McCoury started out by respecting his elders, too. In 1950 he was an 11 year old boy living on a Pennsylvania dairy farm when he had his first taste of Earl Scruggs. He hasn’t been the same since. “He put me on fire for music,” McCoury says. “Later on, everybody else was crazy about Elvis, but I loved Earl.” McCoury worked in a string of Baltimore honkytonks before signing up as a Bluegrass Boy with Bill Monroe in 1963. But eventually Pennsylvania called him home again and there he turned his attention to raising his family, earning his living in construction and logging while continuing to travel the bluegrass circuit, never straying far from his first love. Through the years he recorded the occasional brilliant album (like 1972’s High On a Mountain), but it wasn’t until 1992 that everything meshed perfectly for McCoury, when he formed the Del McCoury Band. By the mid-90s the group had released three albums that are now gaining momentum as modern classics: Blue Side of Town (1992), Deeper Shade of Blue (1993), and Cold Hard Facts (1996). Suddenly the Del McCoury Band was the toast of the Nashville bluegrass scene and McCoury found himself being an ambassador for the music he has loved all his life.

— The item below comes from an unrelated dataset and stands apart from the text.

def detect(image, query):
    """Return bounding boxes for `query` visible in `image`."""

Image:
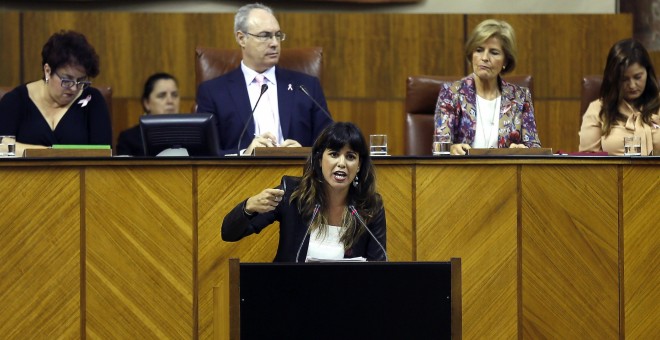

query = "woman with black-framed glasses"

“I’ve played music forever but it all just seemed to come together in the last ten years or so,” McCoury says. “The thing is, I’ve never changed my style at all. I’ve always done my own thing, always had confidence in myself. I always knew that someone would like my sound.”
McCoury says that new fans of bluegrass are spreading the word about the music. “Young people are just wild about bluegrass. This music has grit and young people like that. The general public hears something real in bluegrass. That’s why it’s more popular than ever, I believe.”
McCoury is also blessed to be one of the few bluegrass artists who has some semblance of control over his musical legacy, a rare feat in any musical genre. Over the last few years McCoury has been patiently reclaiming his rights to old masters and copyrights. He also started his own label in 2003. “That’s a big job,” McCoury says, “but this way I’ll have something to pass onto my kids and grandkids. That’s important.”
In the end, McCoury is protecting the two things he cherishes the most: his family and the gift of music. “I just love to sing,” he says. “Man, this music just really tells it like it is, and I like that.”